We were talking before the show about some of his lessons, and one of the lessons that he taught is very specifically relevant to the topic of your show and your passion, Ross, is we would study these very complicated case studies, he taught by the Harvard case study method, and all these really smart people in the room, in this MBA program, would try to solve the problem and he would get so angry. He’d say, how can you be so arrogant that these people working in this case don’t know the answer, I’ve been in this industry for 30 years, and you read this case study and you think you’ll have the answers; and he would say the key to leadership in a complex environment was not having all the right answers, it’s having the right questions.

This is something that certainly has informed my approach to writing, speaking, and especially consulting. I have a very humble attitude when I consult with companies and just try to lead them to the right questions, which is always the right strategy. In this world, no one understands the Internet, no one understands the economy, no one understands AI, no one’s going to be an expert but you can know enough to ask the right questions. That’s the key to survival as a leader in this complex environment.

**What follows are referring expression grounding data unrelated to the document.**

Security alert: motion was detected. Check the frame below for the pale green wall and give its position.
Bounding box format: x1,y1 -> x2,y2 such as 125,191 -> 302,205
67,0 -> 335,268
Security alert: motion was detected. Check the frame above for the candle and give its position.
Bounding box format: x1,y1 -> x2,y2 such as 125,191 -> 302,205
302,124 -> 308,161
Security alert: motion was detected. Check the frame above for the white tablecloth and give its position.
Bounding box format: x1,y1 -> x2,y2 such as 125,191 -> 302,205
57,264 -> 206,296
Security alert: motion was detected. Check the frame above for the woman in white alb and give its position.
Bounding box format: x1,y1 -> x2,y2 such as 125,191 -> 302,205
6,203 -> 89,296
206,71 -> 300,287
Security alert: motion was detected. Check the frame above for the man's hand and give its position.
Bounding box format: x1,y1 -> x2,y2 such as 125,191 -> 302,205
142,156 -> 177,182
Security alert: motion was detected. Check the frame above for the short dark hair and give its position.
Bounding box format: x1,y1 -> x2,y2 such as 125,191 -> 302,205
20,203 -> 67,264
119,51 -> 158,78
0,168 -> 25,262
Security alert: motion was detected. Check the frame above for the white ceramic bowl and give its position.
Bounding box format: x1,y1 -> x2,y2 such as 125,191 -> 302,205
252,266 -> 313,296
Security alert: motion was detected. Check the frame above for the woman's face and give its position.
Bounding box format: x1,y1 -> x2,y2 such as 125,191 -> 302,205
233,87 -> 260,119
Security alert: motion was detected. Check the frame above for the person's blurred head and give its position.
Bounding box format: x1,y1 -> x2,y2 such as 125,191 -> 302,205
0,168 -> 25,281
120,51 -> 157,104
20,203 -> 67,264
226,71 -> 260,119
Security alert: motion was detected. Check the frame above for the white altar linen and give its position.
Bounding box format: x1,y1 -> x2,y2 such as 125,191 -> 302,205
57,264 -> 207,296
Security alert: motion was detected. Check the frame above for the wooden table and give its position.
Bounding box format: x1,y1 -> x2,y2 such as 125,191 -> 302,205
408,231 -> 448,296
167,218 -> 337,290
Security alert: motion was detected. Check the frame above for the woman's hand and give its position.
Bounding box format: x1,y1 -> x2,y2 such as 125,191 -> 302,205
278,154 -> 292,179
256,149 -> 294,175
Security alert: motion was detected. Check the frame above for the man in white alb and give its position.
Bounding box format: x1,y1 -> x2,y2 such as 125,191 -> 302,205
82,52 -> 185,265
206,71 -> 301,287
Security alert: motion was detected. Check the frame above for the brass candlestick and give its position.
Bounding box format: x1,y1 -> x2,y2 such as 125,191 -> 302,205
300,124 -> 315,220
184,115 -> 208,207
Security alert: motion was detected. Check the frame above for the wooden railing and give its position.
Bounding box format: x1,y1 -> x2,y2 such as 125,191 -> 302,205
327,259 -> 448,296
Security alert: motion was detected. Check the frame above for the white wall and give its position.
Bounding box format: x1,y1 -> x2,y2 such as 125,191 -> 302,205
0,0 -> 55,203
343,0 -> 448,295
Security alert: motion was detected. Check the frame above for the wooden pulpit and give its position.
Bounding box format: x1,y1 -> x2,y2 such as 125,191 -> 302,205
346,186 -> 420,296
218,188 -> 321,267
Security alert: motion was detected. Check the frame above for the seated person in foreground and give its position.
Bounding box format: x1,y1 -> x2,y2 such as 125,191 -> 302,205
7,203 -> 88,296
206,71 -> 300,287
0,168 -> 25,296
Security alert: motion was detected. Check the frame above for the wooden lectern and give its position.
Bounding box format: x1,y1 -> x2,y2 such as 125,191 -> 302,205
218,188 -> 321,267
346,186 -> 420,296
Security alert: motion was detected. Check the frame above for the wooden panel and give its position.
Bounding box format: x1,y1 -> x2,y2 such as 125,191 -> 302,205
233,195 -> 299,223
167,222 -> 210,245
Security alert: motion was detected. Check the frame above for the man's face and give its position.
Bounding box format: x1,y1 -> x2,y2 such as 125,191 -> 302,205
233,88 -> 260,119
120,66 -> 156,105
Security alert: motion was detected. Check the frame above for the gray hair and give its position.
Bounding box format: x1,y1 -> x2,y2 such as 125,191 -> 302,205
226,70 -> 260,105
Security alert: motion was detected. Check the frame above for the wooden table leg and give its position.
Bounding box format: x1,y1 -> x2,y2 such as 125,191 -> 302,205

Ross: I would say just as much today, as it has been over the last year, that’s what you do, you start your books with a question, you understand that, that’s the way you face the world, and I think having the right questions just means that we have potentially more tools to help answer them. The intent and the purpose starts from there.

Mark: Absolutely. You’re right. Maybe Dr. Drucker was predicting prompts.

Ross: That’s right. That’s our job though, is asking questions.

Mark: Yes, that’s right

Ross: And also filtering the answers because they’re not always quite the right answer.

Mark: Yes.

Ross: Your most recent book is “Belonging to the Brand: Why Community is the Last Great Marketing Strategy,”. I’ve often said things along the lines of the future of the businesses community is all about us together and how we’re creating value together, I’d love to hear you reflect on that. But in particular, how it informs your thinking of ideas, and how it is you make sense of the world to help others?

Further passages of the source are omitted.